An institutional investor must also check that the retention requirement has been met, that the retention has been disclosed, and that the originator, sponsor or SSPE (as applicable) has complied with the transparency requirements.
» Due Diligence Assessment
Prior to holding a securitisation position, an institutional investor must carry out a due diligence assessment which enables it to assess the risks involved by considering, at a minimum, the risk profile of the securitisation position and the underlying exposures, and the structural features of the securitisation that could materially impact performance.
» Written Procedures
An institutional investor must also have written procedures in place to monitor compliance with its verification and due diligence obligations, and to monitor the performance of the securitisation position and the underlying exposures.
While the due diligence obligations apply to EU-based regulated entities, an out-of-scope investor could still decide to diligence a securitisation to ensure that the requirements of the EU securitisation regime regarding creditgranting, retention and disclosure are being met.
OTHER KEY POINTS
Ban on Re-Securitisation
Subject to limited exceptions, the new Securitisation Regulation prohibits the creation of securitisations which include securitisation positions in their pool of underlying exposures. This prohibition does not affect securitisations where the securities are issued prior to 1 January 2019.
Sales to Retail Investors
The new Securitisation Regulation also restricts sales of securitisation positions to MiFID II retail clients unless a MiFID II-compliant suitability test has been carried out by the seller on the client, and a number of other conditions have been met.

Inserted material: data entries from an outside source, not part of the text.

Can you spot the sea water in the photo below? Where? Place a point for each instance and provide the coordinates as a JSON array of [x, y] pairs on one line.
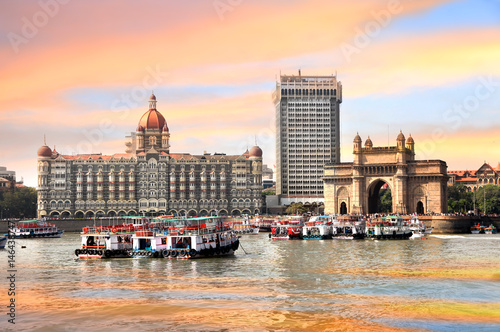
[[443, 283]]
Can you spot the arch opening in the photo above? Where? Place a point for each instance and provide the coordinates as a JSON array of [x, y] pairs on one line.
[[420, 207], [343, 208], [379, 197]]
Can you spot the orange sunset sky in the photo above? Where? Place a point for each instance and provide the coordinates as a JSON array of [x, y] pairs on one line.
[[81, 72]]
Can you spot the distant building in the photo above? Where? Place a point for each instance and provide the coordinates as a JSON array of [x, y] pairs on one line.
[[473, 180], [149, 179], [4, 173], [267, 173], [8, 179], [416, 185], [307, 134]]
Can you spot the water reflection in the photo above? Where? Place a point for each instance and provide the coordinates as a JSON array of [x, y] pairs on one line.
[[274, 285]]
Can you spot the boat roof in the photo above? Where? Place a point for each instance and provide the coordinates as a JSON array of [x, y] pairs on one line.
[[188, 219]]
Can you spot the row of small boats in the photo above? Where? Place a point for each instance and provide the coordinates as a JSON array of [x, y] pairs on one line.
[[330, 227], [481, 229], [160, 238]]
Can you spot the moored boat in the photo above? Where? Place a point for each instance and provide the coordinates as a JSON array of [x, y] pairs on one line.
[[477, 229], [111, 241], [29, 229], [318, 228], [349, 228], [490, 229], [388, 228], [287, 228], [419, 229], [3, 241], [198, 238]]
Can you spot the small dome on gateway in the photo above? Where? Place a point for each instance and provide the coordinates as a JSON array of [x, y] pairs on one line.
[[255, 152], [152, 119], [368, 142], [44, 151], [357, 138], [401, 137]]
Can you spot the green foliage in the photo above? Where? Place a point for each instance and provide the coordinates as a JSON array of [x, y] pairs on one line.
[[488, 199], [296, 208], [18, 203], [459, 200], [385, 201]]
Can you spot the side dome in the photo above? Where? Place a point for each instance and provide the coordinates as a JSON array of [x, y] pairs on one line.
[[357, 138], [255, 152], [152, 119], [44, 151], [368, 142], [401, 137]]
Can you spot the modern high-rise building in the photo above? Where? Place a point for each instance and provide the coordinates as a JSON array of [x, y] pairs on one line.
[[307, 134]]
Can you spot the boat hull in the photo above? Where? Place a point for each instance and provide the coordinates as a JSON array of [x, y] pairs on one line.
[[38, 236]]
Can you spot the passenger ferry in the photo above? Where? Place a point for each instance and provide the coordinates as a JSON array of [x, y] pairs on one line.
[[350, 228], [28, 229], [106, 241], [3, 241], [110, 241], [197, 238], [477, 229], [418, 228], [388, 228], [490, 229], [318, 228], [287, 228]]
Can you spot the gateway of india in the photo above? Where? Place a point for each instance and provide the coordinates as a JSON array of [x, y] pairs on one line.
[[417, 186], [148, 179]]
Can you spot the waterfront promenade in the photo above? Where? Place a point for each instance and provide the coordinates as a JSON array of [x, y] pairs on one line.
[[443, 224]]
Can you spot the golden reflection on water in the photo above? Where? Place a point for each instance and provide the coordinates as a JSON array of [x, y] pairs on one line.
[[50, 309]]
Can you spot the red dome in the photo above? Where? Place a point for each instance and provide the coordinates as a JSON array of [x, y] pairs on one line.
[[255, 152], [152, 119], [44, 151]]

The EBA has drafted Level 2 measures relating to the risk retention requirement (the EBA’s final draft is here), and ESMA has developed Level 2 measures relating to the detailed requirements for the disclosure of both loan level data and investor reports, including standardised disclosure templates (ESMA’s Final Report is here). These drafts are with the Commission for approval. We will issue further updates as these measures are finalised.